Can we prove $ Aut(S_g) , g \geq 2 $  is finite in the following way ? I was trying to prove that $ Aut( S_g $), g$ \geq 2 $ [ orientation preserving isometries ] is finite in the following way :
For fixed $M $ ( positive ) there are finitely many , say $ k $ number of simple closed geodesics ( with repeated multiplicities ), say $c_1...c_k $ with length $\leq M$. Consider the group $Aut(S_g$) acting on this finite set $S$ of geodesics ( it acts, since an isometry preserve the length of geodesics ). Now the number of permutations of $S$ is $k!$ ( k-factorial ). So, if we can prove that :
Lemma : An automorphism of surface of genus $\geq 2 $ is fully and uniquely determined by its action on finitely many ( say $k$ ,depending on genus g ) simple closed geodesics ( forming the set $S$ ),
then we can have only $k! $ permutations of $S$ and hence we would have only at most $ k! $ distinct automorphism of $ S_g$, if the Lemma is true . Is the lemma true and easily provable ? Or is there any other way to prove the main question ( $ Aut(S_g) $  is finite ) ?
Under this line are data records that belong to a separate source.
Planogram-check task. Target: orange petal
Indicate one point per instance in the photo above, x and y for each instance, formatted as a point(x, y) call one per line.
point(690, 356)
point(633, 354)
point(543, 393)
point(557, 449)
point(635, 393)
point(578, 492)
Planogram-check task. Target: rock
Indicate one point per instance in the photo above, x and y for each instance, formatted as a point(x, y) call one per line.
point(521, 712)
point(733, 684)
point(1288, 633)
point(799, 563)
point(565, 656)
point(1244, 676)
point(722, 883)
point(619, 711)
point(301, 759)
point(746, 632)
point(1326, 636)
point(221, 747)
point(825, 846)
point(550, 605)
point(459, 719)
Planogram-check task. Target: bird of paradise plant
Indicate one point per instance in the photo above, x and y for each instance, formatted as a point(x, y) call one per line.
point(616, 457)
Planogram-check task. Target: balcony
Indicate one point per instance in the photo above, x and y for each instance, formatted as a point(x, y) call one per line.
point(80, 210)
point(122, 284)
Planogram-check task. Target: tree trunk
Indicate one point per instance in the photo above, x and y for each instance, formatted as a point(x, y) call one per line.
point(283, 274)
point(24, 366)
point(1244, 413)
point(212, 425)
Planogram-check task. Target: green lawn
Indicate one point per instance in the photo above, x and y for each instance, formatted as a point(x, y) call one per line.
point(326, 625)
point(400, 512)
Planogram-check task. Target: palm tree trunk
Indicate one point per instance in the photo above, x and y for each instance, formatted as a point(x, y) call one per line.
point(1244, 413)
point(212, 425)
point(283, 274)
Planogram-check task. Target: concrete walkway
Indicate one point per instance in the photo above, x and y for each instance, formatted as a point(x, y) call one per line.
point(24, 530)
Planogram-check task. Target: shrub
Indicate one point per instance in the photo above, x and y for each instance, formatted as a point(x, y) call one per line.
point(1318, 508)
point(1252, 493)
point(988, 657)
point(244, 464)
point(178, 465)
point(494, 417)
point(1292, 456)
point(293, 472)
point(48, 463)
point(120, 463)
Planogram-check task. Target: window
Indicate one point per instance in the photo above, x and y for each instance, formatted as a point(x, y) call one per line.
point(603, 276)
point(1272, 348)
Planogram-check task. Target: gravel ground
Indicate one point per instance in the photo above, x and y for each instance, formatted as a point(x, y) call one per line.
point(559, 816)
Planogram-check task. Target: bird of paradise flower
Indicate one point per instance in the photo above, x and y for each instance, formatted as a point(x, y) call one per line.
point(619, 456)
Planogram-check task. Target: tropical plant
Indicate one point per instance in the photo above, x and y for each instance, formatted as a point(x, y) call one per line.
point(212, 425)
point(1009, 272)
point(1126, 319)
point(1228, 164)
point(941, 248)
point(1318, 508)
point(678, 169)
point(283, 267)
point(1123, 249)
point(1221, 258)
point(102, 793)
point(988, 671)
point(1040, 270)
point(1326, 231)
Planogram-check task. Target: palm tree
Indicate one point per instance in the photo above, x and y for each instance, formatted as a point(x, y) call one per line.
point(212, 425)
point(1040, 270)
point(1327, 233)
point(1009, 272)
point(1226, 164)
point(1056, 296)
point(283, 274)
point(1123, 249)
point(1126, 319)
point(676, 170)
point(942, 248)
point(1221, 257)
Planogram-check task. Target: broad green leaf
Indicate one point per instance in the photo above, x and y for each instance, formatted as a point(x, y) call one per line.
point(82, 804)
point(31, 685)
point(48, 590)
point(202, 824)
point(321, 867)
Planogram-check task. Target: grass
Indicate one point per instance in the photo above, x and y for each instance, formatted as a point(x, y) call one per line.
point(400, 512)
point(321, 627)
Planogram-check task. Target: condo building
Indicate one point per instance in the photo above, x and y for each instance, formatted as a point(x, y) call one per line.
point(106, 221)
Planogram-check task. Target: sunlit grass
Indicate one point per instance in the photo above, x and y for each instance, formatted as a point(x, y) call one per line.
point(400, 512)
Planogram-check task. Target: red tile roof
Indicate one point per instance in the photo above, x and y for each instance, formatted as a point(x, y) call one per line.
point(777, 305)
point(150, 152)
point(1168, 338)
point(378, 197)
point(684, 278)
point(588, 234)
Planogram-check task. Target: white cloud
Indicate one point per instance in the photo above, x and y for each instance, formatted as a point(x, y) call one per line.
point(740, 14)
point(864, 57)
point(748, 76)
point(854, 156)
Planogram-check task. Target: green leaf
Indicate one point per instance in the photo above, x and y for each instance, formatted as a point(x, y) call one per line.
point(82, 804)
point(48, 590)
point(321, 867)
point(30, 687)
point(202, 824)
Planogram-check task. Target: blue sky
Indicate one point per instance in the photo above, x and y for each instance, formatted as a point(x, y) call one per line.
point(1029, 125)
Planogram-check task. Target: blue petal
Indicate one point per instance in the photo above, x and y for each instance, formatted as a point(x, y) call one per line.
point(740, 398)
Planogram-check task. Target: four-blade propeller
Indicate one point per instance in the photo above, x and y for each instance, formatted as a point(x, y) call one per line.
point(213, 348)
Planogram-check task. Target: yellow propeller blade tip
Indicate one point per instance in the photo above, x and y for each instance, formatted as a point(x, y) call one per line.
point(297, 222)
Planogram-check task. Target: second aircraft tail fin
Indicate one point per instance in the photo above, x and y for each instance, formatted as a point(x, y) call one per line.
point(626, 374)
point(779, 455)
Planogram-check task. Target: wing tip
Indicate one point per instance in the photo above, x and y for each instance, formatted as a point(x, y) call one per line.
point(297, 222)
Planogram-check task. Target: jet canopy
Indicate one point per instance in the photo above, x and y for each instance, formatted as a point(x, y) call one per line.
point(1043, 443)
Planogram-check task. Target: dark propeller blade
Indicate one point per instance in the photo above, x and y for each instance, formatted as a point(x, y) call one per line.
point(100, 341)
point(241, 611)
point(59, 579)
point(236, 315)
 A: The answer is yes.  It's a little easier if we consider oriented geodesics (which is fine for your argument).  Let $\alpha$ and $\beta$ be two oriented simple closed curves on $S_g$ that intersect once.  Let $a$ and $b$ be geodesics that are homotopic to $\alpha$ and $\beta$, respectively.  Then $a$ and $b$ only intersect once, say at a point $x \in S$.  Now let two isometries $f_1,f_2 : S \rightarrow S$ be given.  Assume that $f_1(a) = f_2(a)$ and $f_1(b) = f_2(b)$ (as oriented geodesics).  I claim that $f_1=f_2$.  Indeed, it is clear that $f_1(x)=f_2(x)$.  Moreover, if $v$ is the unit tangent vector at $x$ pointing in the direction of $a$ (remember, $a$ has an orientation), then we also know that $f_1(v)=f_2(v)$.  Since an element of $SO(2)$ is determined by its value at a single non-zero vector, this implies that both the values and the derivatives of $f_1$ and $f_2$ agree at $x$, and a standard result of Riemannian geometry (using the exponential map) says that then $f_1 = f_2$.
This implies that you can take $S$ to be the set of all geodesics whose lengths are at most the lengths of $a$ or $b$.